Prof. Christina Pagel - @chrischirp.bsky.social Profile picture
Prof Operational Research @UCL_CORU, health care, women in STEM. Member of @independentsage. chrischirp at bluesky. https://t.co/nNW5zMeVmA

Mar 19, 2022, 14 tweets

THREAD: State of the pandemic in the UK (esp England)

Hospital admissions are best way to compare waves right back to start - we are on wave 7 now! 4 of which happened since last July.

So cases & admissions are rising - why? does it matter? where are we 2 years in?

1/13

Vaccination: Only ~60% of UK pop is boosted, with 20% of pop still unvaccinated (mostly kids).

We're giving very few jabs now - and it matters cos even boosters are now over 10 weeks ago. And for vulnerable jabbed in autumn, over 15 weeks ago...

And boosters are waning. 2/13

This matters as vax fades even faster in more vulnerable older people.

Then, the more transmissible BA.2 Omicron subvariant is dominant everywhere now - just as vax is waning.

AND many more people going back to pre-pandemic behaviours + mandatory self-isolation scrapped
3/13

Infections are rising in all nations except NI where BA2 dominated first.

In particular, outbreaks in care homes are rising & ONS reports infections in 70+ are highest they've ever been. Admissions in 65+ are rising too.

People are worried
ft.com/content/b4bf71… 4/13

From people in hospital, looks as if NI might have peaked for now, but rising in all other nations, with Scotland starting first.

People in ICU rising in Scotland too but starting from a lower base than in Dec.

Admissions rising fast in England & in all regions. 5/13

While <50% are currently there *primarily* for Covid, that number is rising faster than those there for another reason.
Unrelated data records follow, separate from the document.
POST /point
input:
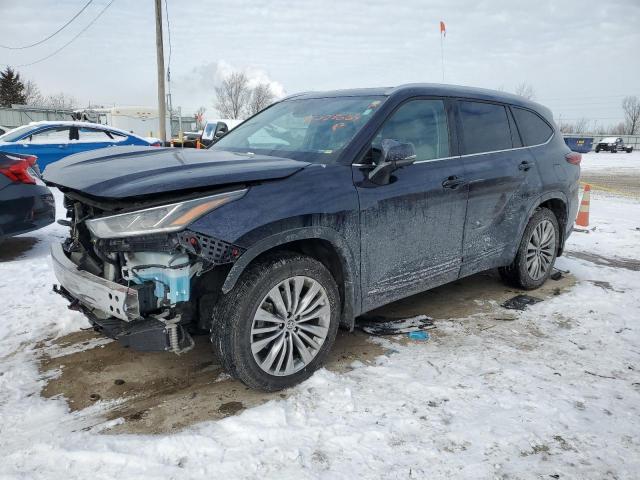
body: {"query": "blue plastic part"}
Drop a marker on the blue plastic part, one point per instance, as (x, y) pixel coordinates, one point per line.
(420, 335)
(178, 285)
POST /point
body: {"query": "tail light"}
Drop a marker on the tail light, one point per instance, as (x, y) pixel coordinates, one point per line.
(573, 158)
(17, 168)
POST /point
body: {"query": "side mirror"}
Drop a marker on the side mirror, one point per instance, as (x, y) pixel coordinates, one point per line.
(394, 155)
(221, 130)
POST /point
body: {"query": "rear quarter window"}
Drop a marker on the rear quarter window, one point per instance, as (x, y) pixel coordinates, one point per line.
(485, 127)
(534, 130)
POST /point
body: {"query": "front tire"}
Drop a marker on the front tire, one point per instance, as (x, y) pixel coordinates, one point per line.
(277, 326)
(536, 253)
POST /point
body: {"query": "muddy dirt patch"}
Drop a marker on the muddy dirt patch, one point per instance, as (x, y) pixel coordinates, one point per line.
(162, 392)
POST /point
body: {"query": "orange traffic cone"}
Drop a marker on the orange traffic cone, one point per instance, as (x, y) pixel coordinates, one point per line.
(583, 212)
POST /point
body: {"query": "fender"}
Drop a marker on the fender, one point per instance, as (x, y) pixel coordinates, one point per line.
(557, 195)
(351, 304)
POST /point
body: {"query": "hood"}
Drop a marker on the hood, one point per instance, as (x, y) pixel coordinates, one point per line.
(121, 172)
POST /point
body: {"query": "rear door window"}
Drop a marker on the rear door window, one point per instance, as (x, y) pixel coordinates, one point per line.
(485, 127)
(534, 130)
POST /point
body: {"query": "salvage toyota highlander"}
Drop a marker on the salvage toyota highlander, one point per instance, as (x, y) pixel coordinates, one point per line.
(318, 209)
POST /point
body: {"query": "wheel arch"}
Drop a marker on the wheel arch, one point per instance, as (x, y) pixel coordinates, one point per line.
(556, 202)
(322, 243)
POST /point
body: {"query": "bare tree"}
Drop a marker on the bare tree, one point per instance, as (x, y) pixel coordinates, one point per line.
(581, 125)
(631, 107)
(525, 90)
(233, 95)
(261, 98)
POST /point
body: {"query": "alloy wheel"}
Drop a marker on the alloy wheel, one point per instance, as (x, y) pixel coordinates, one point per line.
(540, 249)
(290, 326)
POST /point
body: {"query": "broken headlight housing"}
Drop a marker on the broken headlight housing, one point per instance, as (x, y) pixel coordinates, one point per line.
(162, 219)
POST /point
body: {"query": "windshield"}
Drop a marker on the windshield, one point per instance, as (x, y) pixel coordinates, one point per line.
(15, 134)
(313, 129)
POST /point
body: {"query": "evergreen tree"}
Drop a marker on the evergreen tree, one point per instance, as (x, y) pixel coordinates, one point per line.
(11, 88)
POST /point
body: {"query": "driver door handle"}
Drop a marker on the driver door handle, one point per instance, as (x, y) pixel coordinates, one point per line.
(525, 166)
(453, 182)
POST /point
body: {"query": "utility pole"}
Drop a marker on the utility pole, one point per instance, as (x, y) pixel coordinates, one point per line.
(162, 109)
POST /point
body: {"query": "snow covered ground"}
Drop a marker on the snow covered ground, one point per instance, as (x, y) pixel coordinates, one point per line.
(553, 394)
(606, 161)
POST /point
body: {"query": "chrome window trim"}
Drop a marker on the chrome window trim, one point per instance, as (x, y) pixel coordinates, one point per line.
(553, 134)
(510, 149)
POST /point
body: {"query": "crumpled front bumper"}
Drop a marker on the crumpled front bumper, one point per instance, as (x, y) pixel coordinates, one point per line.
(95, 292)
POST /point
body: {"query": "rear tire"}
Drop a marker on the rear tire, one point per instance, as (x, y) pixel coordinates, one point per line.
(277, 325)
(536, 253)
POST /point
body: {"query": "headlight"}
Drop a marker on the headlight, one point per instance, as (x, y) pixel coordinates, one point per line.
(162, 219)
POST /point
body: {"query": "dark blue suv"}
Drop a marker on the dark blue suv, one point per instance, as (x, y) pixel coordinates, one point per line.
(317, 209)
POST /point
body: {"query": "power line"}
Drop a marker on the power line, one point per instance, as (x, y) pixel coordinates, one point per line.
(53, 34)
(70, 41)
(166, 9)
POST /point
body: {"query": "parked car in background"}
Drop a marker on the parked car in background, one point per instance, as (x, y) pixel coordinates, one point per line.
(50, 141)
(579, 144)
(26, 204)
(143, 121)
(318, 209)
(613, 145)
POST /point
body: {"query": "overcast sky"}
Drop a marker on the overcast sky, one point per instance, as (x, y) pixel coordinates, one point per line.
(581, 57)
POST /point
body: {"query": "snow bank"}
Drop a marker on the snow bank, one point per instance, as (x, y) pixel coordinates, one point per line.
(555, 392)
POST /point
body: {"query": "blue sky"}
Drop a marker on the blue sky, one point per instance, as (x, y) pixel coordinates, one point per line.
(581, 57)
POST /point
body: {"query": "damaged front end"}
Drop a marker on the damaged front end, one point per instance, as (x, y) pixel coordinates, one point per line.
(134, 274)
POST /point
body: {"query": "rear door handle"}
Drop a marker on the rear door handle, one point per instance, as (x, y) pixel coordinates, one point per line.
(526, 165)
(453, 182)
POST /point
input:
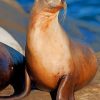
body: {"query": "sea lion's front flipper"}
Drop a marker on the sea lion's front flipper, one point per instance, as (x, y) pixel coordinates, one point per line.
(16, 95)
(66, 89)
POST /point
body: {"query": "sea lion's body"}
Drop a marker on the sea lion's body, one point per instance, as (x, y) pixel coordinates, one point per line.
(51, 55)
(12, 68)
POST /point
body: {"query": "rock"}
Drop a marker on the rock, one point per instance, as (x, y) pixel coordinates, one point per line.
(7, 39)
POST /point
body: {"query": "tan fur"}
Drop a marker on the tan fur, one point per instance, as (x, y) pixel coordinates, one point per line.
(51, 54)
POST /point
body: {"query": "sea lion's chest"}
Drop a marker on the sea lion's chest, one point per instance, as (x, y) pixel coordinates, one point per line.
(50, 55)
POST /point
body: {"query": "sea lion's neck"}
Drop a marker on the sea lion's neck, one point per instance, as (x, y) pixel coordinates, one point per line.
(44, 22)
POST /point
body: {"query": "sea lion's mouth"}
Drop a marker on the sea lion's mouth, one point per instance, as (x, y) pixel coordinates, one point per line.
(57, 5)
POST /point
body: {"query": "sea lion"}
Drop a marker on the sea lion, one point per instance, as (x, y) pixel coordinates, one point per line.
(56, 63)
(12, 67)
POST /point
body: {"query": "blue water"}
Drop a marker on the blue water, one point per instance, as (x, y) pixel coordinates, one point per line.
(84, 16)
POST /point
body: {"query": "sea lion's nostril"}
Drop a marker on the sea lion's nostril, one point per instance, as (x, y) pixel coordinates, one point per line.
(62, 1)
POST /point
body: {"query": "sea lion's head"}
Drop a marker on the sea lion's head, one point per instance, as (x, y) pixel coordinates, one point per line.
(52, 6)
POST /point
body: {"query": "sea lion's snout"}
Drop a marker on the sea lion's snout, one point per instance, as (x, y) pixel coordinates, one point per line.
(58, 4)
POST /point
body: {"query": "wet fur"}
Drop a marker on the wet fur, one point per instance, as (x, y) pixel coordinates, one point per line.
(79, 68)
(12, 71)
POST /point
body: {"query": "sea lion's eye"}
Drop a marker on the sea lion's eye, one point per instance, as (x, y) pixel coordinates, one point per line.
(53, 3)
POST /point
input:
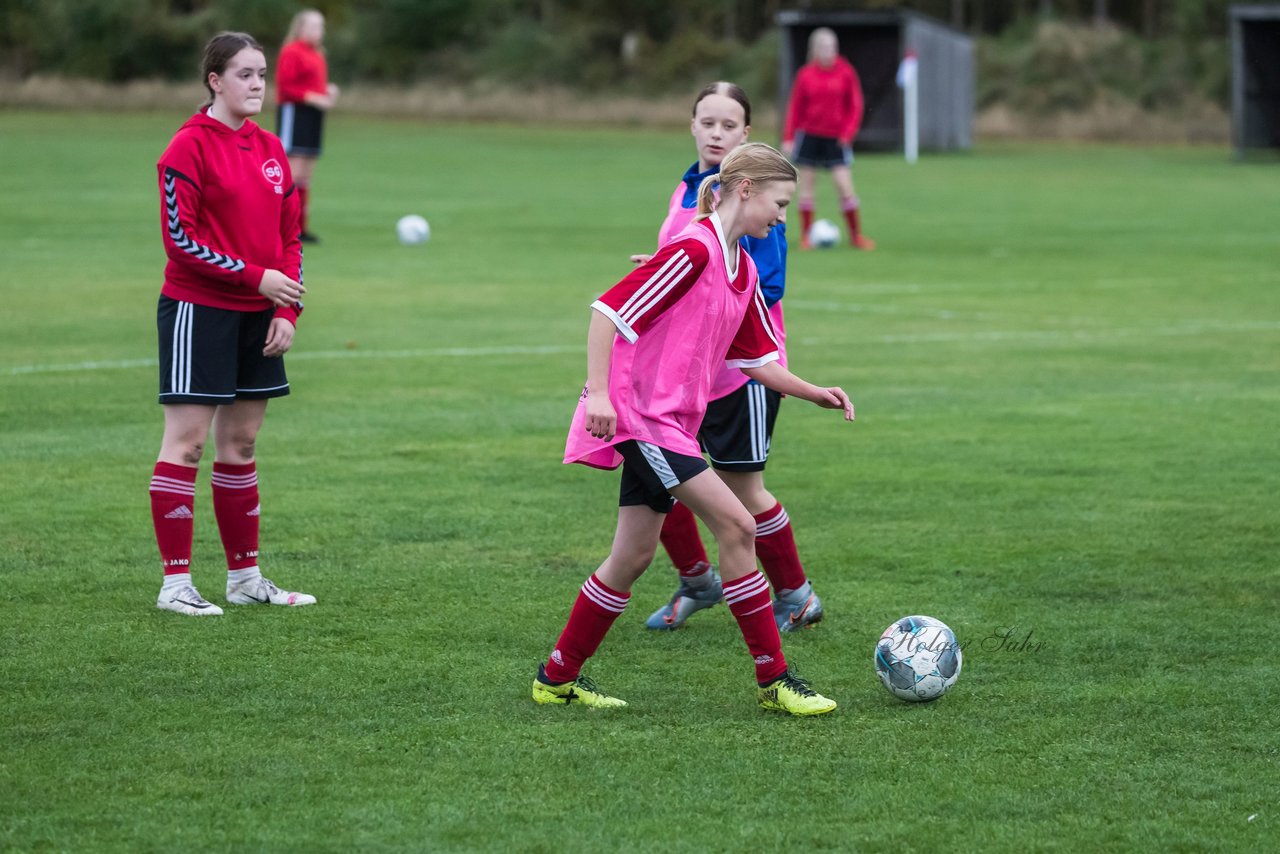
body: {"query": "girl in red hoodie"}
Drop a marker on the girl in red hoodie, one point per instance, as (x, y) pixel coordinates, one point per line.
(823, 117)
(228, 309)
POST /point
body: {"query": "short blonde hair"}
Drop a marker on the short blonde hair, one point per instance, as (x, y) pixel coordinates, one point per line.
(818, 33)
(296, 24)
(754, 161)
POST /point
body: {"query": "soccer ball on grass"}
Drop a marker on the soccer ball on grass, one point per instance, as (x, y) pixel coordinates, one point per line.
(918, 658)
(823, 233)
(412, 229)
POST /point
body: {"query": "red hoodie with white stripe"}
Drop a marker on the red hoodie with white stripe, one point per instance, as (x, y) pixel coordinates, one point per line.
(228, 213)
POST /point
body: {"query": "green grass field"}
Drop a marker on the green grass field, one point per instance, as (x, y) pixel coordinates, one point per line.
(1066, 368)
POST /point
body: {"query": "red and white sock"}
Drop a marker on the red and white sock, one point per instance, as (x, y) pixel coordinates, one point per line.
(173, 503)
(237, 510)
(304, 200)
(682, 540)
(592, 617)
(850, 209)
(776, 547)
(748, 601)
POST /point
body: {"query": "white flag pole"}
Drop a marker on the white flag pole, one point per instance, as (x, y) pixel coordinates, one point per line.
(908, 78)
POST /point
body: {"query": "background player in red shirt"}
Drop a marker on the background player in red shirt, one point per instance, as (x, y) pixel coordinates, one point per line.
(737, 430)
(302, 96)
(227, 314)
(823, 115)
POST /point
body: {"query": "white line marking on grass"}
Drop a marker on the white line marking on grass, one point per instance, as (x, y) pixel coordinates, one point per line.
(1093, 333)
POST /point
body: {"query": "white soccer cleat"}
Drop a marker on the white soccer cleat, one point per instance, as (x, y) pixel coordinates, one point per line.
(186, 599)
(263, 592)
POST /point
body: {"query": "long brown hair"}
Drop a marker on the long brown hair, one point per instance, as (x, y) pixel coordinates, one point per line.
(219, 53)
(753, 161)
(727, 90)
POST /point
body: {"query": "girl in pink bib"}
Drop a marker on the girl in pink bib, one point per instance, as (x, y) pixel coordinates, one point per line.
(656, 343)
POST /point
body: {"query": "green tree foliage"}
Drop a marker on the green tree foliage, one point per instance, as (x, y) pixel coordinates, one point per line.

Plus, Covid can play a secondary role in many admissions and *any* Covid admission requires infection control measures causing issues for the hospital. 6/13

And it causes other problems... Number of NHS staff absent is rising in England (and remains higher than 2019-2021) & particularly Scotland (where wave started earlier).

Waits in A&E are still worst ever. The NHS is still under immense strain.

7/13

Deaths within 28 days of +ve test are flat in UK as a whole, but this wave is still recent.

In Scotland, where it started earlier, deaths within 28 days *and* on death certificate are going up.

Deaths from this wave might end up higher than first Omicron wave 8/13

Finally, let's look at kids. From ONS, they had one big wave in first 18 months but 3 waves July 2021 - Jan 2022.

They've just started their 4th v big wave - and <90 days after 3rd one.

They are also least vaxxed - esp <12s.

and yes it translates to hospital. 9/13

Estimates are that ~80% of primary kids have been infected already & ~40% in most recent wave.

When are we going to stop believing that infection stops future waves? How much school disruption will we accept?

Vax protects kids & we should *actively* promote it. 10/13

There is no vaccine yet for under 5s. BUT, latest data suggests that not only does vaccination protect pregnant women, it *also* protects their babies for the first 6 months after birth.

We need to redouble efforts to protect pregnant women and their unborn babies 11/13

So. We've had pretty high burden of Covid since July. Next variant will come & cld be worse (nature.com/articles/s4157…).

If we do not *actively* reduce transmission, then we *must* increase NHS support. ()

& each accept getting ill more than we did.

12/13

I'd rather fight back.

theconversation.com/eight-changes-…

13/13

PS thanks as always to Bob Hawkins for his help in collating lots of the data and charts!